Hello. This time I’ll write about the steps to install NVIDIA CUDA and build an environment for running PyTorch, TensorFlow, etc. using NVIDIA GPUs.

While there are many such articles out there, this article differs from others in that it assumes use as a server shared in laboratories or companies.

I’ve been relying on the following “What’s the current status of NVIDIA Docker? (20.09 version)” written by Mr. Sasaki from NVIDIA, but since the situation has changed in recent years, I’ll summarize it here.

This article aims to build an environment with the following:

  • Ubuntu 22.04 LTS Server (Desktop is also fine)
  • Docker
  • NVIDIA Driver, CUDA, NVIDIA Docker

Ubuntu Installation and Configuration

First, install Ubuntu 22.04 LTS Server on the server. At the time of writing, 24.04 LTS will be released in about a month, but 22.04 should be fine until various libraries support it.

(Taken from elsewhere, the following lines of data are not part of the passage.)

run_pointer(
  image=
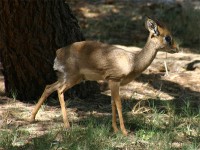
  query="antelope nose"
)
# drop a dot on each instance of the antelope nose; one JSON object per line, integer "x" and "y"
{"x": 175, "y": 47}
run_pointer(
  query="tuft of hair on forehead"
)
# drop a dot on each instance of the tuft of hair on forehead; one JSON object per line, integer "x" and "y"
{"x": 162, "y": 25}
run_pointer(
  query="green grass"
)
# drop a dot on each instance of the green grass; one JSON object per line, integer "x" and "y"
{"x": 166, "y": 127}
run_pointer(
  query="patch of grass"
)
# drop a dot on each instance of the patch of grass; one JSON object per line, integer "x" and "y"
{"x": 164, "y": 128}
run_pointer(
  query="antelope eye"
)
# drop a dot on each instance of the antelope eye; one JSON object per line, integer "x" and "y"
{"x": 168, "y": 39}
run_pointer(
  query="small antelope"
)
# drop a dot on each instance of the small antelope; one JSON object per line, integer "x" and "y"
{"x": 90, "y": 60}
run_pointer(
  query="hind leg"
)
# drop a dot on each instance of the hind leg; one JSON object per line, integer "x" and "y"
{"x": 61, "y": 91}
{"x": 48, "y": 90}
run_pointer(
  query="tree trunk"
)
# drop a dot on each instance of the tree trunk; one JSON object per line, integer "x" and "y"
{"x": 30, "y": 33}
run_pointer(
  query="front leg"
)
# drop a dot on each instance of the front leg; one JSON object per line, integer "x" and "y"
{"x": 114, "y": 87}
{"x": 114, "y": 123}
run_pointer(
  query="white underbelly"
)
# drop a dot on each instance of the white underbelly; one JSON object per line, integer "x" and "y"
{"x": 91, "y": 75}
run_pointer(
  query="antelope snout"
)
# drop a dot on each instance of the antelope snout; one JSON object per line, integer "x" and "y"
{"x": 175, "y": 48}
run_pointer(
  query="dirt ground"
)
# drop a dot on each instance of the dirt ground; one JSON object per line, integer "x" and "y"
{"x": 181, "y": 83}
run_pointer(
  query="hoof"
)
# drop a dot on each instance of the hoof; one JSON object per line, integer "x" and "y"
{"x": 31, "y": 119}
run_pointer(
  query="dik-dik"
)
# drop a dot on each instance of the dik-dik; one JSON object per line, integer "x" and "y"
{"x": 91, "y": 60}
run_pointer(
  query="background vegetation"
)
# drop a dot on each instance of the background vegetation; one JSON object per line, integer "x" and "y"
{"x": 154, "y": 123}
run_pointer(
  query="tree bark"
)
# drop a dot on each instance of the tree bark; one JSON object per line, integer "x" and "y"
{"x": 30, "y": 33}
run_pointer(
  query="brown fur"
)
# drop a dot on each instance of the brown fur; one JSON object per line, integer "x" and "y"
{"x": 91, "y": 60}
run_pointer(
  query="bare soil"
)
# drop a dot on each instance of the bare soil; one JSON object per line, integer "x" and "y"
{"x": 181, "y": 83}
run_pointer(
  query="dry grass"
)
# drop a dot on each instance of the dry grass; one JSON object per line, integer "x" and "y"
{"x": 161, "y": 112}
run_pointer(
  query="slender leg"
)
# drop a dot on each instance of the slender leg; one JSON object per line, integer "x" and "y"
{"x": 48, "y": 90}
{"x": 114, "y": 124}
{"x": 64, "y": 111}
{"x": 61, "y": 91}
{"x": 114, "y": 87}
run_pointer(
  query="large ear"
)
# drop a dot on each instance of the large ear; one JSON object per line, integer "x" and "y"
{"x": 152, "y": 26}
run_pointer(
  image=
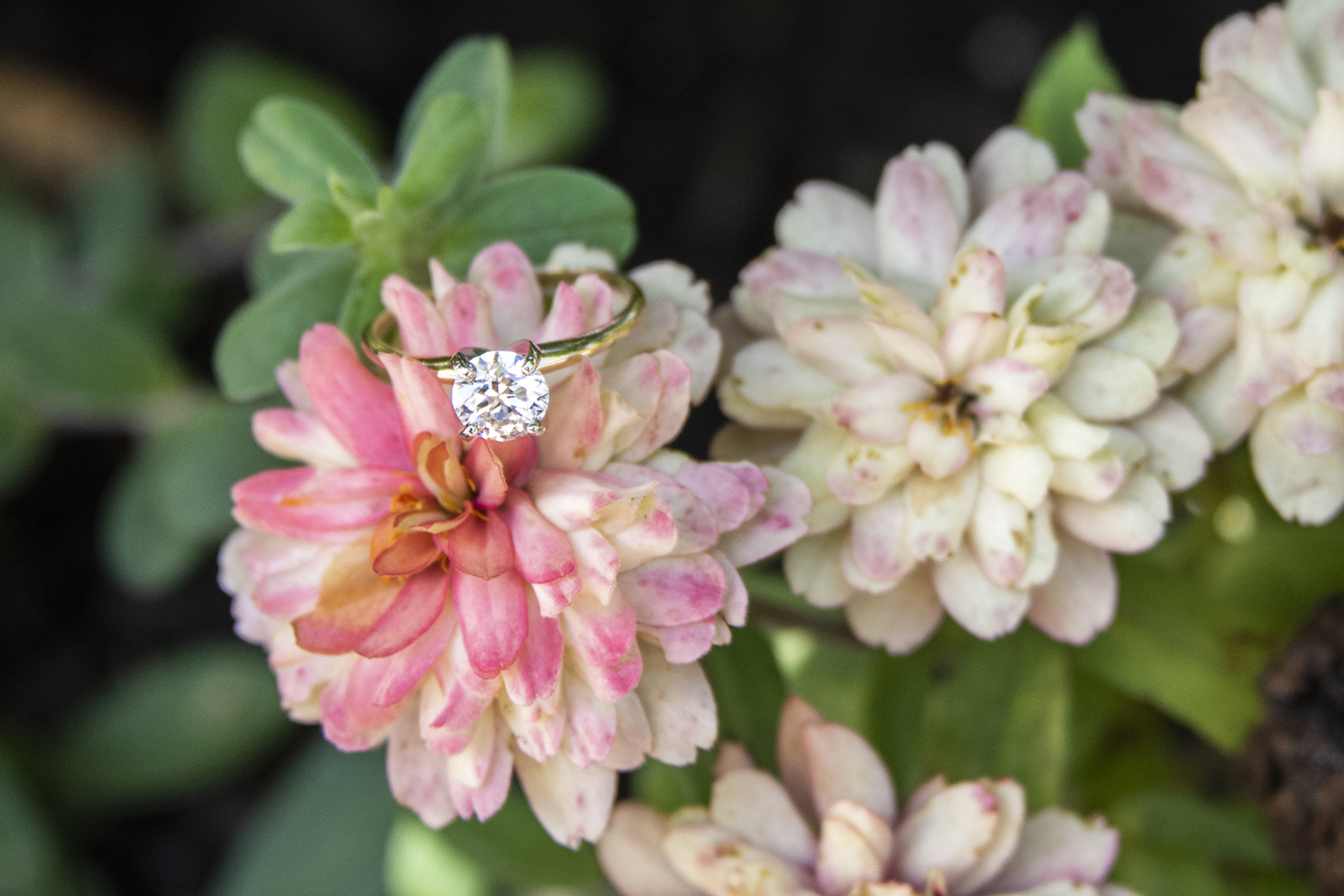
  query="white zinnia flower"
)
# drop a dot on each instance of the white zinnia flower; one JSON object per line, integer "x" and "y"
{"x": 980, "y": 421}
{"x": 1252, "y": 172}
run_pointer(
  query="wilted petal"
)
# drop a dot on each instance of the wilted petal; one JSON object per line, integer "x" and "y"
{"x": 983, "y": 607}
{"x": 937, "y": 512}
{"x": 679, "y": 705}
{"x": 719, "y": 864}
{"x": 573, "y": 804}
{"x": 1056, "y": 845}
{"x": 900, "y": 619}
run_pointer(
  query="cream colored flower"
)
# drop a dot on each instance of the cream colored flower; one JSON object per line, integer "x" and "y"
{"x": 1252, "y": 175}
{"x": 978, "y": 419}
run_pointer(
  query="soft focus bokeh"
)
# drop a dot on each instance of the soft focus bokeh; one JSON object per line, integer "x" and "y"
{"x": 142, "y": 745}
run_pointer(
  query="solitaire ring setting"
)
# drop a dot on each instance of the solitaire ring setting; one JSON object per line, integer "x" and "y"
{"x": 502, "y": 394}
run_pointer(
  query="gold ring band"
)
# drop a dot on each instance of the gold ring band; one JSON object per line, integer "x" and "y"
{"x": 381, "y": 333}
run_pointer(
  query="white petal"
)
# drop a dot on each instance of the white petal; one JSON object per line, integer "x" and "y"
{"x": 1019, "y": 470}
{"x": 754, "y": 805}
{"x": 1105, "y": 384}
{"x": 983, "y": 607}
{"x": 1056, "y": 845}
{"x": 900, "y": 619}
{"x": 720, "y": 864}
{"x": 631, "y": 853}
{"x": 679, "y": 705}
{"x": 1080, "y": 598}
{"x": 1304, "y": 487}
{"x": 1179, "y": 447}
{"x": 1062, "y": 432}
{"x": 1131, "y": 521}
{"x": 828, "y": 220}
{"x": 1010, "y": 159}
{"x": 937, "y": 512}
{"x": 573, "y": 804}
{"x": 843, "y": 766}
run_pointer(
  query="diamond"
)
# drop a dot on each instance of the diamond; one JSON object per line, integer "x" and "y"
{"x": 502, "y": 401}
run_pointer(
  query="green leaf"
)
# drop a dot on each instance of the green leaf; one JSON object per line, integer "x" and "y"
{"x": 538, "y": 210}
{"x": 421, "y": 863}
{"x": 265, "y": 331}
{"x": 292, "y": 148}
{"x": 556, "y": 109}
{"x": 322, "y": 831}
{"x": 23, "y": 440}
{"x": 1072, "y": 69}
{"x": 311, "y": 225}
{"x": 174, "y": 727}
{"x": 363, "y": 300}
{"x": 445, "y": 158}
{"x": 1158, "y": 650}
{"x": 898, "y": 689}
{"x": 747, "y": 691}
{"x": 1035, "y": 740}
{"x": 478, "y": 69}
{"x": 169, "y": 505}
{"x": 29, "y": 852}
{"x": 212, "y": 102}
{"x": 515, "y": 852}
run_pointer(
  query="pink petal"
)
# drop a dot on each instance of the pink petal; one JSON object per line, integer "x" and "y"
{"x": 504, "y": 271}
{"x": 566, "y": 319}
{"x": 494, "y": 618}
{"x": 878, "y": 410}
{"x": 421, "y": 327}
{"x": 917, "y": 225}
{"x": 535, "y": 670}
{"x": 357, "y": 408}
{"x": 573, "y": 804}
{"x": 675, "y": 590}
{"x": 317, "y": 505}
{"x": 417, "y": 607}
{"x": 1005, "y": 386}
{"x": 574, "y": 425}
{"x": 467, "y": 311}
{"x": 298, "y": 437}
{"x": 422, "y": 401}
{"x": 418, "y": 777}
{"x": 776, "y": 525}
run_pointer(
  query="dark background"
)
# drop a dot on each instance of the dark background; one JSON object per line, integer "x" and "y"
{"x": 718, "y": 112}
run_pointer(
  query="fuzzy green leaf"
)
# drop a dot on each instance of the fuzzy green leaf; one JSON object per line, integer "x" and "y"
{"x": 292, "y": 147}
{"x": 311, "y": 225}
{"x": 322, "y": 831}
{"x": 556, "y": 109}
{"x": 214, "y": 99}
{"x": 265, "y": 331}
{"x": 478, "y": 69}
{"x": 538, "y": 210}
{"x": 749, "y": 692}
{"x": 515, "y": 850}
{"x": 446, "y": 153}
{"x": 171, "y": 728}
{"x": 1072, "y": 69}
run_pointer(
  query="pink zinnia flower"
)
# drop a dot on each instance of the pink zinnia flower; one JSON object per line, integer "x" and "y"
{"x": 484, "y": 607}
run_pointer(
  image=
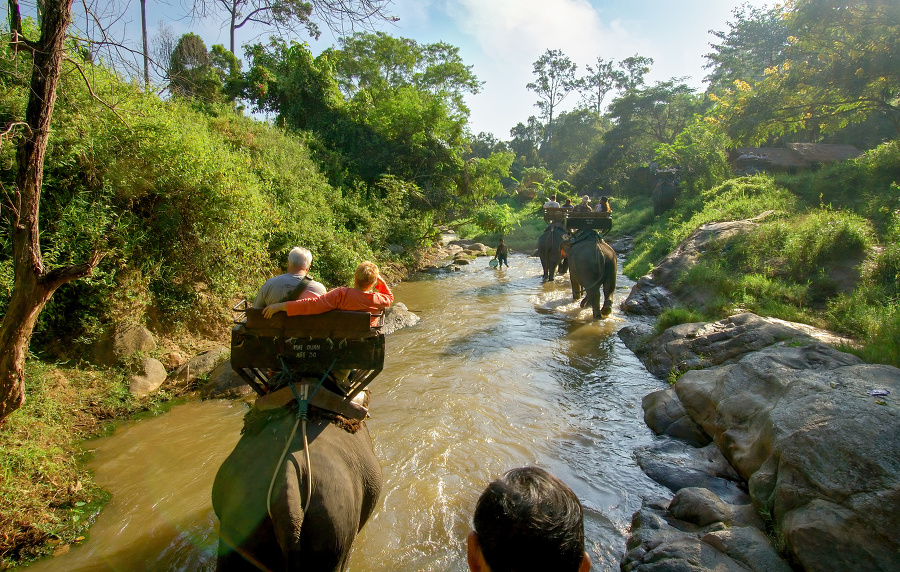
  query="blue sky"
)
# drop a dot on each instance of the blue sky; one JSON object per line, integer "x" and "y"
{"x": 502, "y": 38}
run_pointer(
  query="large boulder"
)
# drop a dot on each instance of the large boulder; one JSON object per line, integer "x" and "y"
{"x": 665, "y": 415}
{"x": 225, "y": 383}
{"x": 820, "y": 453}
{"x": 148, "y": 375}
{"x": 676, "y": 465}
{"x": 699, "y": 345}
{"x": 657, "y": 291}
{"x": 200, "y": 366}
{"x": 660, "y": 542}
{"x": 647, "y": 298}
{"x": 122, "y": 341}
{"x": 398, "y": 316}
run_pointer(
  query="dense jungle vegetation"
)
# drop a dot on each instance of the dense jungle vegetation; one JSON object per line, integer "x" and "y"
{"x": 195, "y": 201}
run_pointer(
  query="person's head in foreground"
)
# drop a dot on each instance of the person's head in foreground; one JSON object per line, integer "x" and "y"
{"x": 366, "y": 275}
{"x": 528, "y": 520}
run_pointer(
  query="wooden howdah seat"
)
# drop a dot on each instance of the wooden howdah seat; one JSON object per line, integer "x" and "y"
{"x": 576, "y": 221}
{"x": 335, "y": 342}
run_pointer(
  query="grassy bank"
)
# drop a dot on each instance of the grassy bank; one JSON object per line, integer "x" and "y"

Please install Ubuntu using your preferred method. I usually install with the following settings:

  • Select server minimize
  • Don’t install third-party libraries
  • partition: select use as boot, allocate 1GB for boot area, mount the rest to / (root)
  • Install OpenSSH-Server

Even when bundling multiple NICs for bonding, it’s easier to modify netplan after installation.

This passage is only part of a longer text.